III. Proposed Guidelines

    A. Council should not be constrained by a policy that bluntly
    prohibits breaking backward compatibility after the publication of
    P5. Council should instead feel authorized to break backward
    compatibility when Council concludes that the advantages of doing so
    outweigh the disadvantages.

    B. Wherever possible, Council should implement changes so that new
    schemas are supersets of old ones, and do not render invalid any
    documents that would have been valid before the implementation of
    the changes. The addition of an element to a class creates such a
    superset; removing an element from a class has the opposite effect.

    C. In extreme situations, where Council concludes that the utility
    of a component would be improved substantially by a revision that
    could break backward compatibility, Council should:

        1. Create the necessary new structure (class, content model,
        etc.) under a new name.

        2. Deprecate but retain the structure it is intended to replace.
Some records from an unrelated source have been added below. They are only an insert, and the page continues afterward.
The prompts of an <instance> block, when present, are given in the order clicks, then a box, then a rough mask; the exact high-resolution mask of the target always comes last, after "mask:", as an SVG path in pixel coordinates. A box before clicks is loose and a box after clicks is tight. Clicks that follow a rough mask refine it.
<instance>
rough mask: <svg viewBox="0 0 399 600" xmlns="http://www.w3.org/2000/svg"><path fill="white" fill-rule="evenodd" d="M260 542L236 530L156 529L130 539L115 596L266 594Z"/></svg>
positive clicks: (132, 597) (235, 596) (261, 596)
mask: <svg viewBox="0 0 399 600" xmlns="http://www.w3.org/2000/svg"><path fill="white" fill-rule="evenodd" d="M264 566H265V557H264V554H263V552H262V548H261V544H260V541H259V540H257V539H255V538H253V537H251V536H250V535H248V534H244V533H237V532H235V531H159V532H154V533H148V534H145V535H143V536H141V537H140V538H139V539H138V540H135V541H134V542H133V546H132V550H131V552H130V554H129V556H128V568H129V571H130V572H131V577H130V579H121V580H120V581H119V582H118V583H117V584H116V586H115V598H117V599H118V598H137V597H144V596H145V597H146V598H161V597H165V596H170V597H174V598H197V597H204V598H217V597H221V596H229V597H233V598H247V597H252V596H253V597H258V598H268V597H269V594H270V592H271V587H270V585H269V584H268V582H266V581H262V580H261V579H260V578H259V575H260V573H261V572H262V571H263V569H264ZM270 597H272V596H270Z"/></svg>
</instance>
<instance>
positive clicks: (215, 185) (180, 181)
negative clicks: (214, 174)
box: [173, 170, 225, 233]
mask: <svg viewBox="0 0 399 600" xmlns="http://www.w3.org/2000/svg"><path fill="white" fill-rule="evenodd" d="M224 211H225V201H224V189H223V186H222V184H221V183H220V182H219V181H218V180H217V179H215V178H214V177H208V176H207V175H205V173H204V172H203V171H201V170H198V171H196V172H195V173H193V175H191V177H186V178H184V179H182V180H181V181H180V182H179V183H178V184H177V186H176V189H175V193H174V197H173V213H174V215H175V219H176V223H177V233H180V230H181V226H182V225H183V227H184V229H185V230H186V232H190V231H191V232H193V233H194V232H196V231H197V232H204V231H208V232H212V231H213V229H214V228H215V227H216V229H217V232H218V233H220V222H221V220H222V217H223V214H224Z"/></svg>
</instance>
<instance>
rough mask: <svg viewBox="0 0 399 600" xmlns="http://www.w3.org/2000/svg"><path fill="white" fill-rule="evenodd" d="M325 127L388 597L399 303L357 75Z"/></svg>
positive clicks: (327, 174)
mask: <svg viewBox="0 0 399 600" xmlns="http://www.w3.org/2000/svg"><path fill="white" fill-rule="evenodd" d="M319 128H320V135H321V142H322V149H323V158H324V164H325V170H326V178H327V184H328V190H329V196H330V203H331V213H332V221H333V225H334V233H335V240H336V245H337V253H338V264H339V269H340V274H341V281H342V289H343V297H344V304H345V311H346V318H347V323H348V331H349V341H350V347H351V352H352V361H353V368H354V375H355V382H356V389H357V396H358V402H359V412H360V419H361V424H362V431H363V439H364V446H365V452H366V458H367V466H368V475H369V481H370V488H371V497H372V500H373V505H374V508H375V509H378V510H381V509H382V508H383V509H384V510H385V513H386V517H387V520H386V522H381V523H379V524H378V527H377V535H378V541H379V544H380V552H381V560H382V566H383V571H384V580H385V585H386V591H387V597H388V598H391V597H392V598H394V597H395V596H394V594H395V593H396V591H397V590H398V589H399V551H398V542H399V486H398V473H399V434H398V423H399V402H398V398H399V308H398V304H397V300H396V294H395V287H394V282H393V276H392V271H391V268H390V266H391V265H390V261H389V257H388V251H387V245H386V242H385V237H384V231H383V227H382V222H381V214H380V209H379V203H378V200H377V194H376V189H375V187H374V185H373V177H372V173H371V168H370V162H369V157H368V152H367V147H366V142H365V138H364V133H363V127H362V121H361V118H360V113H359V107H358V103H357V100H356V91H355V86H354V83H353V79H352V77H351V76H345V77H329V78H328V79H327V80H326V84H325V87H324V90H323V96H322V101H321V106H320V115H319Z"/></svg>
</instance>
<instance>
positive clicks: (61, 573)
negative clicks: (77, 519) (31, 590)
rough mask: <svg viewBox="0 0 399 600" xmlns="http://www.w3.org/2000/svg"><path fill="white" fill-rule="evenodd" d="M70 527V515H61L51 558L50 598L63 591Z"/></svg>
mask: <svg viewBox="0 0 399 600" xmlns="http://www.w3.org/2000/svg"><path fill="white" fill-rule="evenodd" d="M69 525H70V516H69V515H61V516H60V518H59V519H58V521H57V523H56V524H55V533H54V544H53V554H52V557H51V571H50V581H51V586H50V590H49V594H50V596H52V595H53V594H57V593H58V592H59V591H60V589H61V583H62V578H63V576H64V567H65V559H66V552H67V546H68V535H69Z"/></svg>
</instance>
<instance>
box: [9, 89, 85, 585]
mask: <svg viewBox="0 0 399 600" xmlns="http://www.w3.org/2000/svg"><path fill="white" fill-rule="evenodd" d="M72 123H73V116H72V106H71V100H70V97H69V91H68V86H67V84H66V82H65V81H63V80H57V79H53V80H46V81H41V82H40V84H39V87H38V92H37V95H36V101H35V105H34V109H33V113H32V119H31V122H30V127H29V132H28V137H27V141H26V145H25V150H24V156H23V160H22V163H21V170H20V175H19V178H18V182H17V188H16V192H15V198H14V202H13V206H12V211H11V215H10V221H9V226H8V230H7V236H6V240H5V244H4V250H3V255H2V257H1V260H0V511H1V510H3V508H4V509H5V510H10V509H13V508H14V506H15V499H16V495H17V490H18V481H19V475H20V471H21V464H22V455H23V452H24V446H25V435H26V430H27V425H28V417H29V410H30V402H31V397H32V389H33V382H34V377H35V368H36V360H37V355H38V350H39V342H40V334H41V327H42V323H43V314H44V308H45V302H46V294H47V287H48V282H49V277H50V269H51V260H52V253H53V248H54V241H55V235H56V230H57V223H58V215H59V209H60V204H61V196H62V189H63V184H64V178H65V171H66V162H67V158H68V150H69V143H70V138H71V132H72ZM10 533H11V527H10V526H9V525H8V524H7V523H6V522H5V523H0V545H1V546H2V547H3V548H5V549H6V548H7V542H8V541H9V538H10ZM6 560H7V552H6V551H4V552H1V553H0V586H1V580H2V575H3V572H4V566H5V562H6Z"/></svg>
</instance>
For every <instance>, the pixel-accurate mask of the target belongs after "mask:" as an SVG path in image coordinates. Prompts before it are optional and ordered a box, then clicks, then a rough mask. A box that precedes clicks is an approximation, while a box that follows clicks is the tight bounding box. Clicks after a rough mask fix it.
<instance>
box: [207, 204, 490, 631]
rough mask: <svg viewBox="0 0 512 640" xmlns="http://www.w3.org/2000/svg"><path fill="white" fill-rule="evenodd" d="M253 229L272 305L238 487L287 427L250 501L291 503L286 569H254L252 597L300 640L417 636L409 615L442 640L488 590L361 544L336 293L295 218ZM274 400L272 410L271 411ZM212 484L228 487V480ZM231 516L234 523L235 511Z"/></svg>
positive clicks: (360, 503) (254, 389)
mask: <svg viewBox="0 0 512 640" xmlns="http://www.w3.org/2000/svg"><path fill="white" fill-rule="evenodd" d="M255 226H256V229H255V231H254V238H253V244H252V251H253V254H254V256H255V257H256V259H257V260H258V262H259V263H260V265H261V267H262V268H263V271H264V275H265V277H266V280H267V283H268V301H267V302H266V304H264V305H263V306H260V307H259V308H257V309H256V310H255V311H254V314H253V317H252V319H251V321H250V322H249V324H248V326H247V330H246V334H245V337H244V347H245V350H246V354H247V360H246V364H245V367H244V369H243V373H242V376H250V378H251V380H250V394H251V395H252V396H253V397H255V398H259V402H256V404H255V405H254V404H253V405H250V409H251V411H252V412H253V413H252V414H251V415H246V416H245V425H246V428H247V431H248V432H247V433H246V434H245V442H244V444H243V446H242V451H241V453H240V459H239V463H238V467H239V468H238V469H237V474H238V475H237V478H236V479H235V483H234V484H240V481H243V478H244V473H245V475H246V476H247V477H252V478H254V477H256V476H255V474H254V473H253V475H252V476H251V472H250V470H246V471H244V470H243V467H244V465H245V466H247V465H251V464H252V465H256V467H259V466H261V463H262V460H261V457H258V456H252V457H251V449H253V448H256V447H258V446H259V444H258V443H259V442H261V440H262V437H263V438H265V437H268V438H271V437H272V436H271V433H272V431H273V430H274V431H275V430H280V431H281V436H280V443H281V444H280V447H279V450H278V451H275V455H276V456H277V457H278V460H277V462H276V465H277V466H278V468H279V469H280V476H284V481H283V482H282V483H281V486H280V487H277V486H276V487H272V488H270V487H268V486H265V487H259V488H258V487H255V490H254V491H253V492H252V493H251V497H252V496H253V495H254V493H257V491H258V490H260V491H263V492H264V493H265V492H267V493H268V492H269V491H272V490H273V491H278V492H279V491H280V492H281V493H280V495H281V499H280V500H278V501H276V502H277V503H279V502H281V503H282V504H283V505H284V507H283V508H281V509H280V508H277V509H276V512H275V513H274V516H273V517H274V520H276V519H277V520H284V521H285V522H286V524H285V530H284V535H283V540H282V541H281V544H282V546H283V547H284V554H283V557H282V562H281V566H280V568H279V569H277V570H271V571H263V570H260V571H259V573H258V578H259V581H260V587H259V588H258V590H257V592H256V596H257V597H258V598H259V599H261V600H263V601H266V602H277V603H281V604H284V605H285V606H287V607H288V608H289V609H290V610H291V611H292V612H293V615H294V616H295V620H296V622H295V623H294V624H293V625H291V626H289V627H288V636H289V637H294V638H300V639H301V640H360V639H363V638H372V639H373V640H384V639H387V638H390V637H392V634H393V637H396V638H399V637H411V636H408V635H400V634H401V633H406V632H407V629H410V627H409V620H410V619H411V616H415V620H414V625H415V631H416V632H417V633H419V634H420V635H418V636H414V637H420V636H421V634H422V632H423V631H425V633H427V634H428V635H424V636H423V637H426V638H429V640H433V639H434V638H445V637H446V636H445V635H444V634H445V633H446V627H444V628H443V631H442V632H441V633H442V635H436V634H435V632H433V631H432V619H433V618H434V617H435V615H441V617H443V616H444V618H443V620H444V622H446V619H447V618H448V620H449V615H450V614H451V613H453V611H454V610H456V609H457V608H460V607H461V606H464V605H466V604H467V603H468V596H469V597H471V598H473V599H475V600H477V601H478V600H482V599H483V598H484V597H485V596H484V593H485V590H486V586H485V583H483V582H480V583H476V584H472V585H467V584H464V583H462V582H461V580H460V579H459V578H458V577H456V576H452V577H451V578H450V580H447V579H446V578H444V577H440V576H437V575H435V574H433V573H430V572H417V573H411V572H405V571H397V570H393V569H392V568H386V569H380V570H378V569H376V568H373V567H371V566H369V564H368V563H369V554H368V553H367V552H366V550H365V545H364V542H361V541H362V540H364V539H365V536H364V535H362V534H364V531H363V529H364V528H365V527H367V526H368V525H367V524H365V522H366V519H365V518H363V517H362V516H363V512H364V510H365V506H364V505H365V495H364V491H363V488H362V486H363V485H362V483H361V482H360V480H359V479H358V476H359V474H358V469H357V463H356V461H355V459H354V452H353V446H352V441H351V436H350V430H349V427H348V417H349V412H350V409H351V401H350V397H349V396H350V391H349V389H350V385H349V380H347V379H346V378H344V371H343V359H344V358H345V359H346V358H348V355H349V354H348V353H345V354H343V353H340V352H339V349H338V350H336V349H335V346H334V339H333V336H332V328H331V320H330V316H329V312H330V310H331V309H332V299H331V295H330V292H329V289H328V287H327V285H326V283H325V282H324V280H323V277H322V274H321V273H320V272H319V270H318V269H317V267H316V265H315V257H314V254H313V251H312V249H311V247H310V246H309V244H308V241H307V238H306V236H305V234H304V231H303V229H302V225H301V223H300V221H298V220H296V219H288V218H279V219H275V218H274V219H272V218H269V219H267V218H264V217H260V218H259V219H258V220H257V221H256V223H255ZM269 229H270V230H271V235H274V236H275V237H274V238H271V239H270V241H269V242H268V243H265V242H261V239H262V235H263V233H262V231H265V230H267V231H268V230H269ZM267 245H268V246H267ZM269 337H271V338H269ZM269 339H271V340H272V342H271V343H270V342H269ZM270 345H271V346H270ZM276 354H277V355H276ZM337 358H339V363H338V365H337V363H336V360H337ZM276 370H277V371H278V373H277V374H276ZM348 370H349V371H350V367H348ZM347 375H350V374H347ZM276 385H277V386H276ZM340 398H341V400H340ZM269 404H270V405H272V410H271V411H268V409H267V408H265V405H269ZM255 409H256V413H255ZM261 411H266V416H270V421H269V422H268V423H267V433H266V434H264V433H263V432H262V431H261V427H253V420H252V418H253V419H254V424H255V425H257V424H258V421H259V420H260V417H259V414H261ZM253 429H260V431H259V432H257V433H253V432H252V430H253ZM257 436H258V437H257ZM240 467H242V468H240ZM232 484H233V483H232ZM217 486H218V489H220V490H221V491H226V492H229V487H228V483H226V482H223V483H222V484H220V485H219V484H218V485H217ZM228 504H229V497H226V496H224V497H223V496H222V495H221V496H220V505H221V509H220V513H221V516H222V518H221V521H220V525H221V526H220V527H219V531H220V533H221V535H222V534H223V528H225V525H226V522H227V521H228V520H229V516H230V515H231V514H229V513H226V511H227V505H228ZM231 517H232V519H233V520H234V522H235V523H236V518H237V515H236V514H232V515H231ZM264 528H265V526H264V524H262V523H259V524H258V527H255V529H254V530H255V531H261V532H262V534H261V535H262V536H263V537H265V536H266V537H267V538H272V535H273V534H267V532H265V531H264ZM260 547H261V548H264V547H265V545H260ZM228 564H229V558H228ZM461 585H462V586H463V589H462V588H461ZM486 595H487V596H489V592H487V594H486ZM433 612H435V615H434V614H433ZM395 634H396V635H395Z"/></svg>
            a. Deprecated structures determined to be in wide use might
            be maintained in perpetuity. Such a decision would reflect
            Council's expert opinion that eliminating them would be too
            disruptive to existing projects to be entertained, but
            employing them in new projects would not conform to best
            practice.

            b. Deprecated structures determined not to be in wide use
            might eventually (as discussed immediately below) be removed
            from the Guidelines.


        3. Council may break backward compatibility in a more
        substantial and comprehensive way (as happened with the
        transition to P4 to P5) only with the transition to a new major
        version (e.g., P6, but not P5.99999). Such transitions should
        happen only in response to the emergence of new technologies
        (e.g., the transition from SGML to XML) or the development of a
        new architecture that conveys substantial benefit (e.g., the
        development of the new class system). Historically, new major
        versions have emerged approximately every five years.